Unfortunately, Google Scholar does not support exporting results... I needed the most cited papers for a research project, and after trying an imperfect script I decided to write my own.
Important note: The spiders don't send more than 2 requests per second to Google Scholar. The reason is that we don't like to solve the CAPTCHA, so it's better to wait a little and acting like a human.

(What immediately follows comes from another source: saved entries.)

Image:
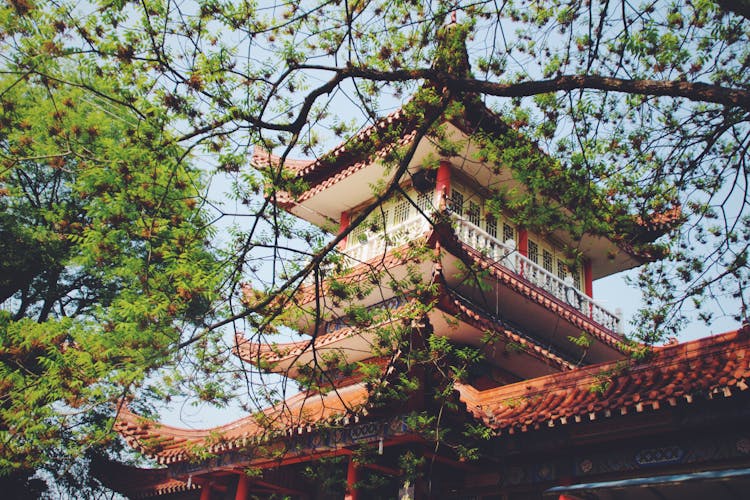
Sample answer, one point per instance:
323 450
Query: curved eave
714 367
352 344
137 482
300 414
534 293
453 305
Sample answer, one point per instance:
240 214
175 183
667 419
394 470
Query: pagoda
432 259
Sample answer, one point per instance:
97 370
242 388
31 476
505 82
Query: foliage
104 263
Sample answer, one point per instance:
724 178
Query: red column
523 242
442 183
588 278
343 224
243 488
351 479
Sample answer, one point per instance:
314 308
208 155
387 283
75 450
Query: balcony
372 245
506 255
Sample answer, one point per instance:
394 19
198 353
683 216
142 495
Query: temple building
556 403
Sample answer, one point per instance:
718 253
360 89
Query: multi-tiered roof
554 366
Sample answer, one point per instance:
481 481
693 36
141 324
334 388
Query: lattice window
533 252
401 212
577 278
377 221
473 213
358 234
547 260
424 202
508 233
491 225
457 202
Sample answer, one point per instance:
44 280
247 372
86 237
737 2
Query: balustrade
503 254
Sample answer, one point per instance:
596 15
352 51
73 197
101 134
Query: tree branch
694 91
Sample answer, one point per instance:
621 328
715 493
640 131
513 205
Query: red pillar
206 491
343 224
588 278
523 242
243 488
352 475
443 183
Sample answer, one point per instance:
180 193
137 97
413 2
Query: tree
104 256
646 104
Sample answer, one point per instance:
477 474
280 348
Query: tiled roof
448 239
137 482
256 352
362 271
713 367
345 159
454 305
297 415
533 292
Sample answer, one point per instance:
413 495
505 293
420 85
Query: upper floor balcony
365 245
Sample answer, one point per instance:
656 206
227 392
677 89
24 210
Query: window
377 221
508 233
491 225
473 213
401 212
577 279
424 202
533 252
547 260
456 202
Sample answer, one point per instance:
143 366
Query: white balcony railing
504 254
507 256
374 245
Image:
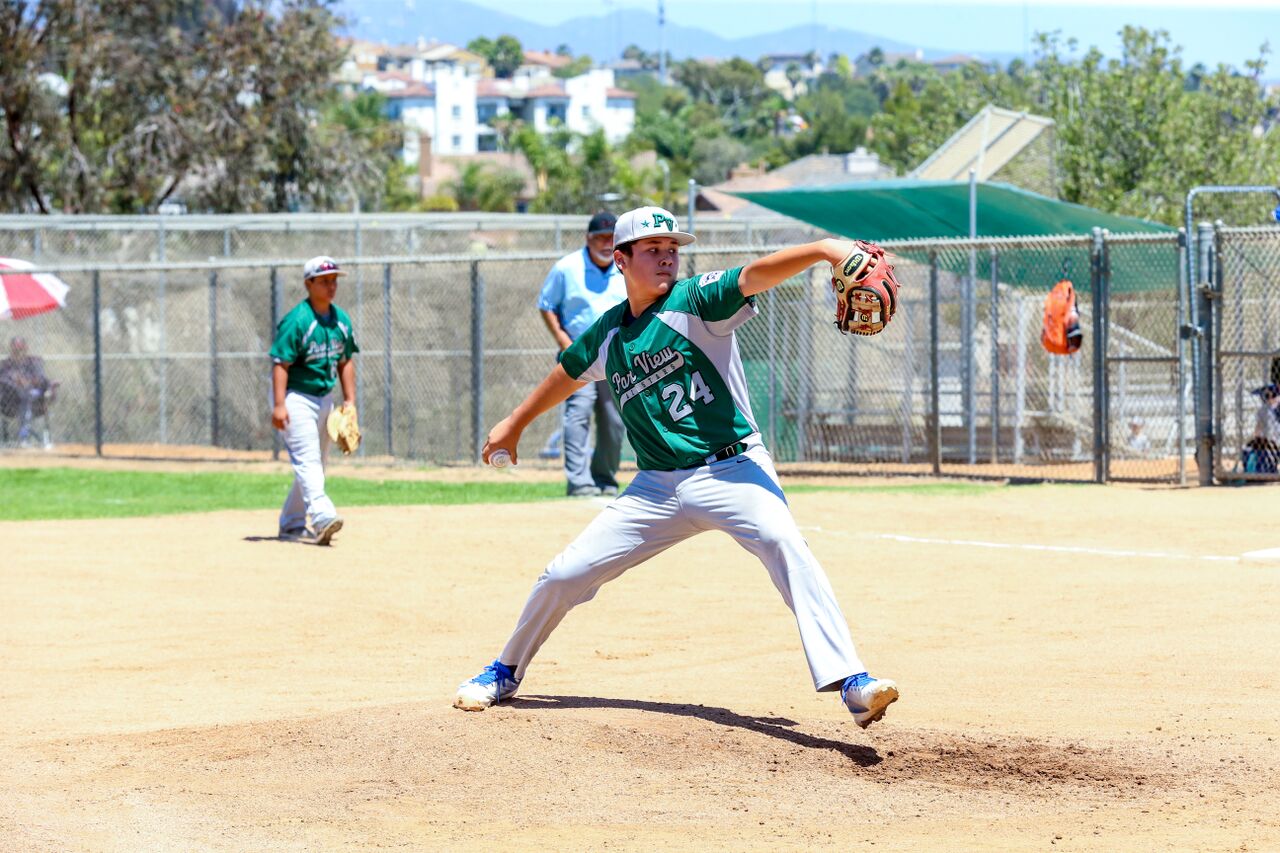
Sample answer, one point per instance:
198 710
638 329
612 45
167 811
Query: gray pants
307 442
584 468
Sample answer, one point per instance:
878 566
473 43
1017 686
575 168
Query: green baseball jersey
312 346
675 370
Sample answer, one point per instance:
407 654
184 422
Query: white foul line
1009 546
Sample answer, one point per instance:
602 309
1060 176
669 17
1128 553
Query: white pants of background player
307 442
740 496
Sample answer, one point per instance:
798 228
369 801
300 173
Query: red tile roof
544 58
416 90
547 91
489 87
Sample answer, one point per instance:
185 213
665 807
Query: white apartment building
443 94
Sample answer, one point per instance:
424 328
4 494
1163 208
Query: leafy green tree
1137 132
580 65
480 186
504 54
115 106
714 158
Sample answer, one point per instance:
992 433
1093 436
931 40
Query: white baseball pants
740 496
307 442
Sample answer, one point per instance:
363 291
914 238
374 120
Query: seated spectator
24 389
1262 451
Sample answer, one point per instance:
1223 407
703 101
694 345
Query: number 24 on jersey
675 396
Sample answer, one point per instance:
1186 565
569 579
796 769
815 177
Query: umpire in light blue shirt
580 287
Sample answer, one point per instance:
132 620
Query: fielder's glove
865 290
344 428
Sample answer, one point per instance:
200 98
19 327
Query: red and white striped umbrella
24 293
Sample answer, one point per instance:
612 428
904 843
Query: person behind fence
1262 451
581 287
24 389
1138 439
312 352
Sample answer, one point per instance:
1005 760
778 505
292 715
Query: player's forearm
279 382
347 378
773 269
551 392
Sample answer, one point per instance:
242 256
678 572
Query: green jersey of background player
670 357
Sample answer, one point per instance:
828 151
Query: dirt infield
1082 667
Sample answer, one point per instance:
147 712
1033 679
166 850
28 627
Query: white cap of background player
649 222
320 265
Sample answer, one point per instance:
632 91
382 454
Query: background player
671 359
580 287
311 352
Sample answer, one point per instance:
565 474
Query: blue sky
1229 31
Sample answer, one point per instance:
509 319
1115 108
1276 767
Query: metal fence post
213 356
97 363
995 356
693 203
1203 364
360 313
387 355
1098 290
935 398
772 306
478 432
164 337
1180 343
275 322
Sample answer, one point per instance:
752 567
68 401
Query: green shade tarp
920 209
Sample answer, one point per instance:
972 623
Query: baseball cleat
496 683
325 533
867 698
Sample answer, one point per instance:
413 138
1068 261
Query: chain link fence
172 357
1243 270
159 240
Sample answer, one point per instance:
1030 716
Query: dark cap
602 223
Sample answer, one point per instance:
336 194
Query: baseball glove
344 428
865 290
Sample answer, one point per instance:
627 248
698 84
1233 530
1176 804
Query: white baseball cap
649 222
320 265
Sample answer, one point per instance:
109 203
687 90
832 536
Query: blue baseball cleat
496 683
867 698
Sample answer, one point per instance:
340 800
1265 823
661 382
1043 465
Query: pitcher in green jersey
312 352
671 361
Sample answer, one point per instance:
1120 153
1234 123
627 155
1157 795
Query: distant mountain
602 37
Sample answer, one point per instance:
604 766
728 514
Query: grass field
33 493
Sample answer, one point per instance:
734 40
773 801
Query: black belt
727 452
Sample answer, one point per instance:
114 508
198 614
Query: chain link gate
1148 395
1243 267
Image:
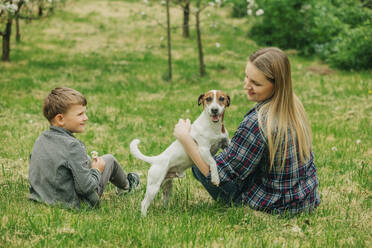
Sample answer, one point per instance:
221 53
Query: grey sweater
60 170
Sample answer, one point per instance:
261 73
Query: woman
269 164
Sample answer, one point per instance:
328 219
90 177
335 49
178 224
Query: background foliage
337 31
113 52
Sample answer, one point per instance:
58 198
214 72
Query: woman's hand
182 129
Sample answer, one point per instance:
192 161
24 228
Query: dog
209 133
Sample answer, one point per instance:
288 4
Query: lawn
114 52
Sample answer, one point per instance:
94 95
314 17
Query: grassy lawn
117 58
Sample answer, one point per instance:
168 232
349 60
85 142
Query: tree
9 9
185 5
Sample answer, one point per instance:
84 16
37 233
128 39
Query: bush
320 27
239 8
353 49
280 24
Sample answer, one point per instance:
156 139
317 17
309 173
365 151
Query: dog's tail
137 153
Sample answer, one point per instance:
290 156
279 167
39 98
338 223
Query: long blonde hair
283 117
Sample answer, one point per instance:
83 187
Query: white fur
174 160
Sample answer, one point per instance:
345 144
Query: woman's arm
182 133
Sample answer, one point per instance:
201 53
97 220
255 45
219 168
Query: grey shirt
60 170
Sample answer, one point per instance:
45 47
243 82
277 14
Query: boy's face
74 119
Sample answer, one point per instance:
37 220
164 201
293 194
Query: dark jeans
113 173
228 193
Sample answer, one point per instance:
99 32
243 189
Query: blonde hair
284 113
59 100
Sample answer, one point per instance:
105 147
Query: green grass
114 56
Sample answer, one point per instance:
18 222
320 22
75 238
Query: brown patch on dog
221 97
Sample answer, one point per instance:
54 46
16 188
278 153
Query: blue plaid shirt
292 188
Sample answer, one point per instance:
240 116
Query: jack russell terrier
209 133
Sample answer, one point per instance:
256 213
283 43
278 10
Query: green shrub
239 8
353 49
280 24
337 30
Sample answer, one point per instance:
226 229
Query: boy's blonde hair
59 100
284 112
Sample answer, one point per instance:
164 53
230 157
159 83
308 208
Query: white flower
259 12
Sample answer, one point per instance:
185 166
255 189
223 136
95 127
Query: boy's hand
99 164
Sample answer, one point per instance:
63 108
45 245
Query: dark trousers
228 193
113 173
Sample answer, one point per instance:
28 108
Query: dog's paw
215 181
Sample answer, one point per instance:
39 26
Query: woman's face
256 84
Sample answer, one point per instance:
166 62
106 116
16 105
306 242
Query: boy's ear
58 120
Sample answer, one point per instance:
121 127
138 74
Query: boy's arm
86 180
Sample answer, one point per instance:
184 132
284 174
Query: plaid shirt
246 162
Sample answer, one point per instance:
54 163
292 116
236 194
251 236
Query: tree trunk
186 18
169 44
6 40
18 30
200 47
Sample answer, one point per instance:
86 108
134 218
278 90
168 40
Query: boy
60 171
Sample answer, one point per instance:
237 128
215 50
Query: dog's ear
228 101
200 99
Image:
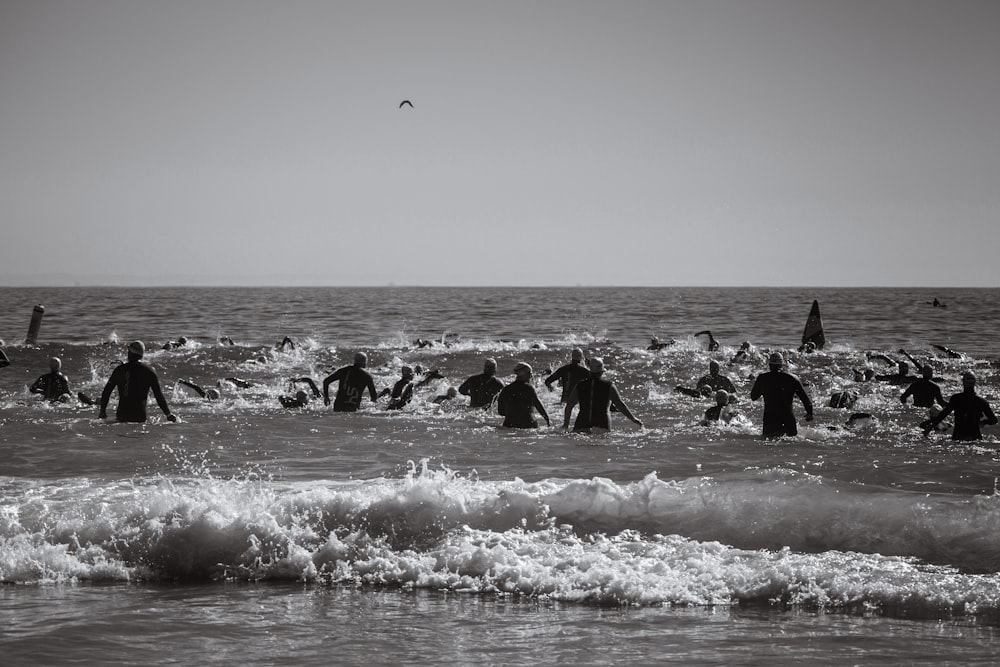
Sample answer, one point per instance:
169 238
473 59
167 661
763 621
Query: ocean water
248 533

Changing IP address sometimes is a good idea... 😩
- Supports multiple languages
- Customizable date range
- Sorts by number of citations
- Sorts by year
- Searches for articles
- Searches for case law
- Searches in a profile by ID
- Graphical interface
Install the dependencies:
pip install -r requirements.txt
Run the scraper just by typing the keyword:
python core.py "cryptography"
Customize the date range:
python core.py "metaverse" -s 1997 -e 2018
Limit the languages to one or more:
python core.py "medical" -l en es zh-tw fr
Set the output file path:
python core.py "machine learning" -s 2002 -o exports/most_cited_ml_articles_since_2002.csv
Sort the output by year:
python core.py "oceanography" -y
Search for case law:
python core.py "privacy" -c
Get a specific profile articles by the user ID:
python core.py "nms69lqaaaaj" -p -o jeff_dean_articles.csv
Make the program quiet:
python core.py "philosophy" -e 1234 -q
Here is some example exports to see if the scraper meets your needs or not!
This project is licensed under the MIT license found in the LICENSE file in the root directory of this repository.